Methods

Data Mining Techniques

This study demonstrates how to utilize data mining techniques to map the selected features (both action and time) to students' item performance on this problem-solving item in 2012 PISA. Given students' item scores are available in the data file, supervised learning algorithms can be trained to help classify students based on their known item performance (i.e., score category) in the training dataset while unsupervised learning algorithms categorize students into groups based on input variables without knowing their item performance. No assumptions about the data distribution are made on these data mining techniques.

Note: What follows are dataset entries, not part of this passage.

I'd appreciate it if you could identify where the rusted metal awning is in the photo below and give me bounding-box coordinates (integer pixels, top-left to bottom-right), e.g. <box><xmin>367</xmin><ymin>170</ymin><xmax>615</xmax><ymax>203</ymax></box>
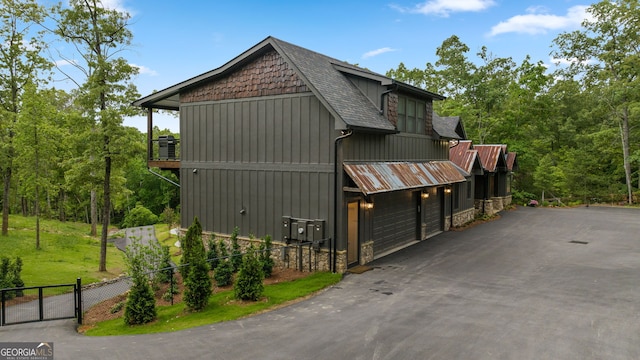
<box><xmin>343</xmin><ymin>161</ymin><xmax>468</xmax><ymax>195</ymax></box>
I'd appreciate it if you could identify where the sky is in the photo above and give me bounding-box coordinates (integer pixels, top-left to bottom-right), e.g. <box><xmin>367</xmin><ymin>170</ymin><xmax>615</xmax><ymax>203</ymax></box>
<box><xmin>50</xmin><ymin>0</ymin><xmax>594</xmax><ymax>132</ymax></box>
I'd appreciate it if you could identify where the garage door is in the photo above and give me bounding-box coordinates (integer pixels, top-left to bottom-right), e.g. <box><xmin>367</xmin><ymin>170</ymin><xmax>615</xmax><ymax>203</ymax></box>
<box><xmin>372</xmin><ymin>191</ymin><xmax>418</xmax><ymax>256</ymax></box>
<box><xmin>423</xmin><ymin>187</ymin><xmax>443</xmax><ymax>238</ymax></box>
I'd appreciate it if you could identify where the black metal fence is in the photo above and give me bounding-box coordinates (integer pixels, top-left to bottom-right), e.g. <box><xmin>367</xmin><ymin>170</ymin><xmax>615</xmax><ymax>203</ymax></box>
<box><xmin>0</xmin><ymin>279</ymin><xmax>82</xmax><ymax>326</ymax></box>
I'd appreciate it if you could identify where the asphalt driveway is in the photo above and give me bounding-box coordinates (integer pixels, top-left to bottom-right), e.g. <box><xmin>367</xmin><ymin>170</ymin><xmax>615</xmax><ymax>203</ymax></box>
<box><xmin>2</xmin><ymin>206</ymin><xmax>639</xmax><ymax>359</ymax></box>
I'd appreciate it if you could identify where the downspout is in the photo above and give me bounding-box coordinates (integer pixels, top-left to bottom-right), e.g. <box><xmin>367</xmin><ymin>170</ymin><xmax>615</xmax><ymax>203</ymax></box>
<box><xmin>379</xmin><ymin>88</ymin><xmax>394</xmax><ymax>115</ymax></box>
<box><xmin>332</xmin><ymin>129</ymin><xmax>353</xmax><ymax>273</ymax></box>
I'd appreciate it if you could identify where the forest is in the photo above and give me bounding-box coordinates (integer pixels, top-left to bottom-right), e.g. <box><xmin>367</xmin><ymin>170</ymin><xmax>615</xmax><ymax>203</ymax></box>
<box><xmin>0</xmin><ymin>0</ymin><xmax>638</xmax><ymax>270</ymax></box>
<box><xmin>387</xmin><ymin>0</ymin><xmax>640</xmax><ymax>207</ymax></box>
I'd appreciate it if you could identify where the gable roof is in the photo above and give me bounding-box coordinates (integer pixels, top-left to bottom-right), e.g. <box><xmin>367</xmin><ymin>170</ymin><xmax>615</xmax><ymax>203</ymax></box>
<box><xmin>432</xmin><ymin>114</ymin><xmax>463</xmax><ymax>139</ymax></box>
<box><xmin>505</xmin><ymin>152</ymin><xmax>518</xmax><ymax>172</ymax></box>
<box><xmin>449</xmin><ymin>140</ymin><xmax>483</xmax><ymax>175</ymax></box>
<box><xmin>474</xmin><ymin>144</ymin><xmax>508</xmax><ymax>173</ymax></box>
<box><xmin>133</xmin><ymin>36</ymin><xmax>445</xmax><ymax>133</ymax></box>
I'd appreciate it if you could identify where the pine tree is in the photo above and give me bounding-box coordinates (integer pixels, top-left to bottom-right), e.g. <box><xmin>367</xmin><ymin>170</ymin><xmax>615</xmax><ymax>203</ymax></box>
<box><xmin>183</xmin><ymin>243</ymin><xmax>212</xmax><ymax>311</ymax></box>
<box><xmin>124</xmin><ymin>275</ymin><xmax>156</xmax><ymax>325</ymax></box>
<box><xmin>214</xmin><ymin>239</ymin><xmax>233</xmax><ymax>287</ymax></box>
<box><xmin>180</xmin><ymin>217</ymin><xmax>203</xmax><ymax>278</ymax></box>
<box><xmin>234</xmin><ymin>245</ymin><xmax>264</xmax><ymax>301</ymax></box>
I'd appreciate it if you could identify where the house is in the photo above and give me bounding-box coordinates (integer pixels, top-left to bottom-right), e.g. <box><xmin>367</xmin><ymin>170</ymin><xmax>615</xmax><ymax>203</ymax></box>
<box><xmin>133</xmin><ymin>36</ymin><xmax>467</xmax><ymax>273</ymax></box>
<box><xmin>450</xmin><ymin>140</ymin><xmax>518</xmax><ymax>216</ymax></box>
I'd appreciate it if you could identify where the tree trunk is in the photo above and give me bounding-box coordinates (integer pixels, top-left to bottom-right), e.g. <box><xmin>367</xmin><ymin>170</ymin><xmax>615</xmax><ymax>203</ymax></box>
<box><xmin>99</xmin><ymin>151</ymin><xmax>111</xmax><ymax>272</ymax></box>
<box><xmin>621</xmin><ymin>107</ymin><xmax>633</xmax><ymax>204</ymax></box>
<box><xmin>1</xmin><ymin>169</ymin><xmax>10</xmax><ymax>236</ymax></box>
<box><xmin>90</xmin><ymin>189</ymin><xmax>97</xmax><ymax>236</ymax></box>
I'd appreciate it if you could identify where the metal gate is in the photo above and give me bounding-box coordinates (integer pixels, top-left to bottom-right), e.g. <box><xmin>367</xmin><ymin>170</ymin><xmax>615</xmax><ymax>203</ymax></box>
<box><xmin>0</xmin><ymin>279</ymin><xmax>82</xmax><ymax>326</ymax></box>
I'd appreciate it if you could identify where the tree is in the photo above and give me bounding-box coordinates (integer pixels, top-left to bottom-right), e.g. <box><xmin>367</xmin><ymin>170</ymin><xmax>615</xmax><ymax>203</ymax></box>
<box><xmin>55</xmin><ymin>0</ymin><xmax>141</xmax><ymax>271</ymax></box>
<box><xmin>229</xmin><ymin>226</ymin><xmax>242</xmax><ymax>272</ymax></box>
<box><xmin>259</xmin><ymin>235</ymin><xmax>274</xmax><ymax>278</ymax></box>
<box><xmin>14</xmin><ymin>85</ymin><xmax>65</xmax><ymax>248</ymax></box>
<box><xmin>181</xmin><ymin>218</ymin><xmax>211</xmax><ymax>311</ymax></box>
<box><xmin>214</xmin><ymin>239</ymin><xmax>233</xmax><ymax>287</ymax></box>
<box><xmin>0</xmin><ymin>0</ymin><xmax>50</xmax><ymax>236</ymax></box>
<box><xmin>122</xmin><ymin>238</ymin><xmax>157</xmax><ymax>325</ymax></box>
<box><xmin>180</xmin><ymin>217</ymin><xmax>202</xmax><ymax>278</ymax></box>
<box><xmin>183</xmin><ymin>243</ymin><xmax>212</xmax><ymax>311</ymax></box>
<box><xmin>234</xmin><ymin>245</ymin><xmax>264</xmax><ymax>301</ymax></box>
<box><xmin>552</xmin><ymin>0</ymin><xmax>640</xmax><ymax>204</ymax></box>
<box><xmin>206</xmin><ymin>238</ymin><xmax>220</xmax><ymax>271</ymax></box>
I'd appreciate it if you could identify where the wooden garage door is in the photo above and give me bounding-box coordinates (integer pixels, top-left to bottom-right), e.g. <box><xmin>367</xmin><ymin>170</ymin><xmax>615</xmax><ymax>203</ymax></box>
<box><xmin>423</xmin><ymin>187</ymin><xmax>443</xmax><ymax>238</ymax></box>
<box><xmin>372</xmin><ymin>191</ymin><xmax>418</xmax><ymax>256</ymax></box>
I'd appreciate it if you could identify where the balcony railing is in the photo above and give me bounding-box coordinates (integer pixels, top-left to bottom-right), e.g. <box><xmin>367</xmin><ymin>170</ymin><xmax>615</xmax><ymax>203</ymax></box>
<box><xmin>148</xmin><ymin>135</ymin><xmax>180</xmax><ymax>170</ymax></box>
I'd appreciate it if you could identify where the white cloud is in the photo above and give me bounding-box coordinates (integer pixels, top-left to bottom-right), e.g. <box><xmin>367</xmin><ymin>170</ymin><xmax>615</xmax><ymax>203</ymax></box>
<box><xmin>489</xmin><ymin>5</ymin><xmax>589</xmax><ymax>36</ymax></box>
<box><xmin>54</xmin><ymin>58</ymin><xmax>78</xmax><ymax>67</ymax></box>
<box><xmin>392</xmin><ymin>0</ymin><xmax>496</xmax><ymax>17</ymax></box>
<box><xmin>362</xmin><ymin>47</ymin><xmax>397</xmax><ymax>59</ymax></box>
<box><xmin>131</xmin><ymin>63</ymin><xmax>157</xmax><ymax>76</ymax></box>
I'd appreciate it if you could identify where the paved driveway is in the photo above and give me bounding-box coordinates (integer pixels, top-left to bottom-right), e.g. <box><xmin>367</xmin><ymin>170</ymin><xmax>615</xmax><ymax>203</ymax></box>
<box><xmin>2</xmin><ymin>206</ymin><xmax>639</xmax><ymax>359</ymax></box>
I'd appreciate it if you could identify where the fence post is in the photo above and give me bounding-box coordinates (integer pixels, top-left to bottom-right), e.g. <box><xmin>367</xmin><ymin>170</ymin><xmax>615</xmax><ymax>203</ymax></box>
<box><xmin>38</xmin><ymin>288</ymin><xmax>44</xmax><ymax>321</ymax></box>
<box><xmin>76</xmin><ymin>278</ymin><xmax>82</xmax><ymax>325</ymax></box>
<box><xmin>1</xmin><ymin>290</ymin><xmax>5</xmax><ymax>326</ymax></box>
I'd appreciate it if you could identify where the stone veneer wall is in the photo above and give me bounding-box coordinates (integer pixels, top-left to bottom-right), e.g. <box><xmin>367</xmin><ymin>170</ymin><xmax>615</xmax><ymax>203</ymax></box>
<box><xmin>360</xmin><ymin>241</ymin><xmax>374</xmax><ymax>265</ymax></box>
<box><xmin>196</xmin><ymin>231</ymin><xmax>347</xmax><ymax>273</ymax></box>
<box><xmin>452</xmin><ymin>208</ymin><xmax>475</xmax><ymax>228</ymax></box>
<box><xmin>474</xmin><ymin>195</ymin><xmax>512</xmax><ymax>216</ymax></box>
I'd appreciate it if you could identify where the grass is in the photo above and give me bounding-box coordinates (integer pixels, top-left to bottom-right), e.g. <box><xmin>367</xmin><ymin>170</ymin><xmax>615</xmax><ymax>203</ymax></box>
<box><xmin>0</xmin><ymin>214</ymin><xmax>126</xmax><ymax>286</ymax></box>
<box><xmin>84</xmin><ymin>271</ymin><xmax>342</xmax><ymax>336</ymax></box>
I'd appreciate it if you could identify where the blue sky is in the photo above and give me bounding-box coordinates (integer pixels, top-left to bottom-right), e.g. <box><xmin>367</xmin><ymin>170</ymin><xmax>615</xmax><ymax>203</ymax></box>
<box><xmin>53</xmin><ymin>0</ymin><xmax>594</xmax><ymax>131</ymax></box>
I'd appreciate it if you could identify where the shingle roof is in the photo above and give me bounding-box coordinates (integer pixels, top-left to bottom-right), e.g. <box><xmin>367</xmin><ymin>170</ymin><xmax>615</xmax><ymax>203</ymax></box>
<box><xmin>133</xmin><ymin>36</ymin><xmax>445</xmax><ymax>133</ymax></box>
<box><xmin>270</xmin><ymin>38</ymin><xmax>396</xmax><ymax>133</ymax></box>
<box><xmin>432</xmin><ymin>114</ymin><xmax>462</xmax><ymax>139</ymax></box>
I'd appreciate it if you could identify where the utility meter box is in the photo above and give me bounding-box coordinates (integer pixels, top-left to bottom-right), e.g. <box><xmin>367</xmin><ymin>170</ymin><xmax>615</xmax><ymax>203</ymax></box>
<box><xmin>281</xmin><ymin>216</ymin><xmax>292</xmax><ymax>243</ymax></box>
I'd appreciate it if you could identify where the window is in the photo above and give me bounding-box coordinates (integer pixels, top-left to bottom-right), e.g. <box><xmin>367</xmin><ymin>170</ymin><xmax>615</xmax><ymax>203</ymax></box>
<box><xmin>397</xmin><ymin>95</ymin><xmax>426</xmax><ymax>135</ymax></box>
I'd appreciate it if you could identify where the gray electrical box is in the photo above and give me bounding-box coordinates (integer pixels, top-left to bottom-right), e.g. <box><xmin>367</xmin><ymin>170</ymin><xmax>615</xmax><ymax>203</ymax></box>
<box><xmin>313</xmin><ymin>219</ymin><xmax>325</xmax><ymax>241</ymax></box>
<box><xmin>281</xmin><ymin>216</ymin><xmax>292</xmax><ymax>243</ymax></box>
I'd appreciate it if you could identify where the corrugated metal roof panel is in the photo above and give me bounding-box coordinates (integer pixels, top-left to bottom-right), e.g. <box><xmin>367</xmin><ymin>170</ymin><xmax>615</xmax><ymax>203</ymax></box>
<box><xmin>344</xmin><ymin>161</ymin><xmax>467</xmax><ymax>195</ymax></box>
<box><xmin>474</xmin><ymin>144</ymin><xmax>506</xmax><ymax>173</ymax></box>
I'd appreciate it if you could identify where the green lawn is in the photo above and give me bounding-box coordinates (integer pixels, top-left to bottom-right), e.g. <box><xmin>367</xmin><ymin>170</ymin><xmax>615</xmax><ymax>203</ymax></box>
<box><xmin>0</xmin><ymin>215</ymin><xmax>125</xmax><ymax>286</ymax></box>
<box><xmin>84</xmin><ymin>271</ymin><xmax>342</xmax><ymax>336</ymax></box>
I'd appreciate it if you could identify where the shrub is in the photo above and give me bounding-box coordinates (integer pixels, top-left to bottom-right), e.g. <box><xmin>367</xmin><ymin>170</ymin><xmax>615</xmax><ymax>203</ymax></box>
<box><xmin>206</xmin><ymin>238</ymin><xmax>220</xmax><ymax>271</ymax></box>
<box><xmin>160</xmin><ymin>206</ymin><xmax>179</xmax><ymax>227</ymax></box>
<box><xmin>259</xmin><ymin>235</ymin><xmax>275</xmax><ymax>278</ymax></box>
<box><xmin>234</xmin><ymin>245</ymin><xmax>264</xmax><ymax>301</ymax></box>
<box><xmin>155</xmin><ymin>245</ymin><xmax>174</xmax><ymax>284</ymax></box>
<box><xmin>122</xmin><ymin>238</ymin><xmax>157</xmax><ymax>325</ymax></box>
<box><xmin>214</xmin><ymin>240</ymin><xmax>234</xmax><ymax>287</ymax></box>
<box><xmin>184</xmin><ymin>252</ymin><xmax>212</xmax><ymax>311</ymax></box>
<box><xmin>122</xmin><ymin>205</ymin><xmax>159</xmax><ymax>228</ymax></box>
<box><xmin>0</xmin><ymin>257</ymin><xmax>24</xmax><ymax>299</ymax></box>
<box><xmin>180</xmin><ymin>217</ymin><xmax>203</xmax><ymax>278</ymax></box>
<box><xmin>230</xmin><ymin>227</ymin><xmax>243</xmax><ymax>272</ymax></box>
<box><xmin>124</xmin><ymin>277</ymin><xmax>157</xmax><ymax>325</ymax></box>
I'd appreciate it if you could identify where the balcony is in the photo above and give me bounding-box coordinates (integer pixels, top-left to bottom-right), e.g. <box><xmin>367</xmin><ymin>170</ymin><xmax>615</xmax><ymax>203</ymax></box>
<box><xmin>148</xmin><ymin>135</ymin><xmax>180</xmax><ymax>171</ymax></box>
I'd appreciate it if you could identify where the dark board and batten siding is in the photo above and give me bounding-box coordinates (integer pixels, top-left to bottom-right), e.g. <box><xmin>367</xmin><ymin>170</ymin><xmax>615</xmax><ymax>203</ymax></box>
<box><xmin>343</xmin><ymin>133</ymin><xmax>450</xmax><ymax>162</ymax></box>
<box><xmin>180</xmin><ymin>93</ymin><xmax>337</xmax><ymax>238</ymax></box>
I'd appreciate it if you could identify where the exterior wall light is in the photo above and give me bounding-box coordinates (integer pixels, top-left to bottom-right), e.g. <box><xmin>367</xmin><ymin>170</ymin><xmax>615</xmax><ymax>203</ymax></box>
<box><xmin>421</xmin><ymin>192</ymin><xmax>429</xmax><ymax>199</ymax></box>
<box><xmin>444</xmin><ymin>187</ymin><xmax>452</xmax><ymax>194</ymax></box>
<box><xmin>364</xmin><ymin>202</ymin><xmax>374</xmax><ymax>210</ymax></box>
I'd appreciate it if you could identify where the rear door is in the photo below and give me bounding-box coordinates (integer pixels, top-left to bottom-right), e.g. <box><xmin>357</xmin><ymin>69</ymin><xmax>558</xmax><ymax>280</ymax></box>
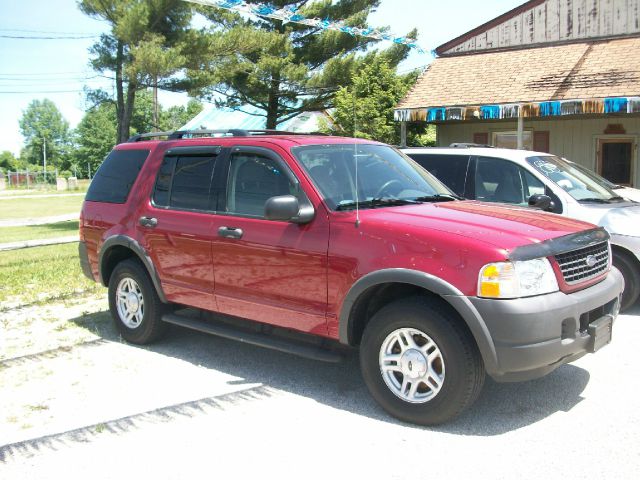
<box><xmin>209</xmin><ymin>145</ymin><xmax>329</xmax><ymax>334</ymax></box>
<box><xmin>137</xmin><ymin>146</ymin><xmax>224</xmax><ymax>311</ymax></box>
<box><xmin>406</xmin><ymin>153</ymin><xmax>471</xmax><ymax>198</ymax></box>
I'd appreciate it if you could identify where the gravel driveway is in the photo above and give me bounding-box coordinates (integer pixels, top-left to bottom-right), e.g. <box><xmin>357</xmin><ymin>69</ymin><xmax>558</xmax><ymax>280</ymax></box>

Four supervised learning methods: Classification and Regression Tree (CART), gradient boosting, random forest, and SVM are explored to develop classifiers while, two unsupervised learning methods, Self-organizing Map (SOM) and k-means, are utilized to further examine different strategies used by students in both the same and different score categories. CART was chosen because it worked effectively in a previous study and is known for its quick computation and simple interpretation. However, it might not have the optimal performance compared with other methods. Furthermore, small changes in the data can change the tree structure dramatically. Thus, gradient boosting and random forest, which can improve the performance of trees via ensemble methods, were also used for comparison. Though SVM has not been used much in the analysis of process data yet, it has been applied as one of the most popular and flexible supervised learning techniques for other psychometric analysis such as automatic scoring. The two clustering algorithms, SOM and k-means, have been applied in the analysis of process data in log files. Researchers have suggested to use more than one clustering methods to validate the clustering solutions. All the analyses were conducted in the software program Rstudio.